There comes a point when you can’t talk about movies anymore and you actually have to get some work done. You are faced with a blank sheet of paper, and you must, in a fixed amount of time, fill it with something interesting enough to be remembered by a customer who in the course of a day will see, somewhere, thousands of other ad messages.

You are not writing a novel somebody pays money for. You are not writing a sitcom somebody enjoys watching. You are writing something most people try to avoid. This is the sad, indisputable truth at the bottom of our business. Nobody wants to see what you are about to put down on paper. People not only dislike advertising, they’re becoming immune to most of it—like insects building up resistance to DDT. (…) When people aren’t indifferent to advertising, they’re angry at it. (…)

So you try to come up with some advertising concepts that can defeat these barriers of indifference and anger.
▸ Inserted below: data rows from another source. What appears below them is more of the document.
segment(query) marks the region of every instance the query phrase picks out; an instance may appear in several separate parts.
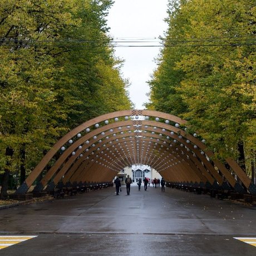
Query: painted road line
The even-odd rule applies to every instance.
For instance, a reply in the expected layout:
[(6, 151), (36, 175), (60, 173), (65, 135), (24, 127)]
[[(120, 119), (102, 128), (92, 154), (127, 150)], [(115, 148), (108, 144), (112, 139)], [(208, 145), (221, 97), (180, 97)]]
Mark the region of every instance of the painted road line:
[(233, 237), (233, 238), (256, 247), (256, 237)]
[(37, 235), (0, 235), (0, 250), (37, 237)]

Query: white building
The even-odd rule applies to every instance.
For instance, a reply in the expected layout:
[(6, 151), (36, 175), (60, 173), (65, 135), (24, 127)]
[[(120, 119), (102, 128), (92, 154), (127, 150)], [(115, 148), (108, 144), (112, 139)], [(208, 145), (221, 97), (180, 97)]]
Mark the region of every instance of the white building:
[(123, 170), (120, 171), (117, 175), (121, 179), (122, 184), (124, 184), (124, 181), (127, 175), (130, 175), (132, 178), (132, 182), (137, 183), (140, 178), (142, 180), (144, 178), (149, 179), (150, 183), (152, 180), (159, 179), (161, 180), (162, 176), (154, 169), (151, 168), (148, 165), (134, 165), (131, 167), (126, 167)]

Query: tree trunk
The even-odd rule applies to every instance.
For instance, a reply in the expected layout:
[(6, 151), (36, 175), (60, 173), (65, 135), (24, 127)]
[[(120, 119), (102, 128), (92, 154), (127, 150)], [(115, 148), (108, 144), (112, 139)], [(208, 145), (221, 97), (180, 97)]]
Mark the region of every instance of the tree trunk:
[(238, 163), (241, 168), (246, 173), (245, 157), (244, 156), (244, 144), (243, 141), (240, 141), (238, 143), (238, 149), (239, 152)]
[[(13, 150), (12, 149), (10, 149), (7, 147), (6, 150), (6, 155), (7, 156), (12, 156), (13, 155)], [(7, 160), (6, 162), (6, 166), (8, 166), (11, 165), (9, 161)], [(4, 169), (4, 172), (3, 173), (3, 183), (2, 184), (1, 191), (0, 193), (0, 200), (6, 200), (7, 199), (8, 194), (8, 183), (9, 181), (10, 171), (8, 168)]]
[(252, 182), (253, 184), (255, 184), (255, 162), (254, 160), (253, 160), (252, 161)]
[(25, 149), (25, 145), (24, 144), (22, 144), (20, 152), (21, 152), (21, 180), (20, 180), (20, 185), (21, 185), (26, 179), (26, 168), (25, 168), (26, 149)]

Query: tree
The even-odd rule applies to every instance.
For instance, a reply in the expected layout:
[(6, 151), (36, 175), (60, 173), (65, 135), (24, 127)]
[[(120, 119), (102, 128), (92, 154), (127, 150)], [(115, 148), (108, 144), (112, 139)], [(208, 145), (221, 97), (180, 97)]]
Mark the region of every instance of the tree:
[[(168, 99), (169, 112), (188, 120), (220, 159), (239, 159), (242, 166), (242, 149), (255, 150), (255, 1), (174, 2), (150, 82), (153, 105), (163, 110), (161, 97)], [(184, 107), (170, 100), (175, 97)]]

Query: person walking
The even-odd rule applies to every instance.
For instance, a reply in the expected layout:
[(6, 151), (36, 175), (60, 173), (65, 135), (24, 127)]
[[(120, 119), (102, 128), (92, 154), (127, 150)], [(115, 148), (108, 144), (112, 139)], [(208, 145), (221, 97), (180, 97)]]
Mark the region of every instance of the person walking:
[(154, 179), (154, 184), (155, 185), (155, 188), (156, 189), (157, 187), (157, 180), (156, 178)]
[(146, 191), (147, 188), (147, 183), (149, 183), (149, 180), (145, 177), (143, 180), (143, 182), (144, 183), (144, 190)]
[(125, 179), (125, 184), (126, 184), (126, 192), (127, 194), (130, 195), (130, 190), (131, 189), (131, 184), (132, 183), (131, 179), (130, 178), (130, 175), (127, 175), (126, 179)]
[(165, 185), (165, 180), (163, 178), (161, 179), (161, 186), (162, 187), (162, 192), (164, 192), (164, 186)]
[(139, 186), (139, 191), (140, 191), (140, 186), (141, 186), (141, 178), (139, 178), (138, 183), (137, 184)]
[(119, 195), (119, 189), (121, 188), (121, 181), (118, 177), (116, 177), (116, 179), (114, 181), (115, 184), (116, 185), (116, 195)]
The ideas you try to conjure, however, aren’t done in a vacuum. You’re working off a strategy—a sentence or two describing the key competitive message your ad must communicate.

In addition to a strategy, you are working with a brand. Unless it’s a new one, that brand brings with it all kinds of baggage, some good and some bad. Ad people call it a brand’s equity. (…)

People generally deny advertising has any effect on them. They’ll insist they’re immune to it. And perhaps, taken on a person-by- person basis, the effect of your ad is indeed modest. But over time, the results are undeniable. Try this on: 1980—Absolut Vodka is a little nothing brand. Selling 12,000 cases a year. That’s nothing. Ten years and one campaign later, this colorless, nearly tasteless, and odorless product is the preferred brand, selling nearly 3 million cases a year. All because of the advertising. (…)

Diet Coke didn’t just happen. Coca-Cola didn’t simply roll it out and hope that people would buy it. Done poorly, they could have cannibalized their flagship brand, Coke. Done poorly, it could have been just another one of the well-intentioned product start-ups that fail in six months. It took a lot of work by both Coca-Cola and its agency, SSCB, to decipher market conditions, position the product, name it, package it, and pull off the whole billion-dollar introduction.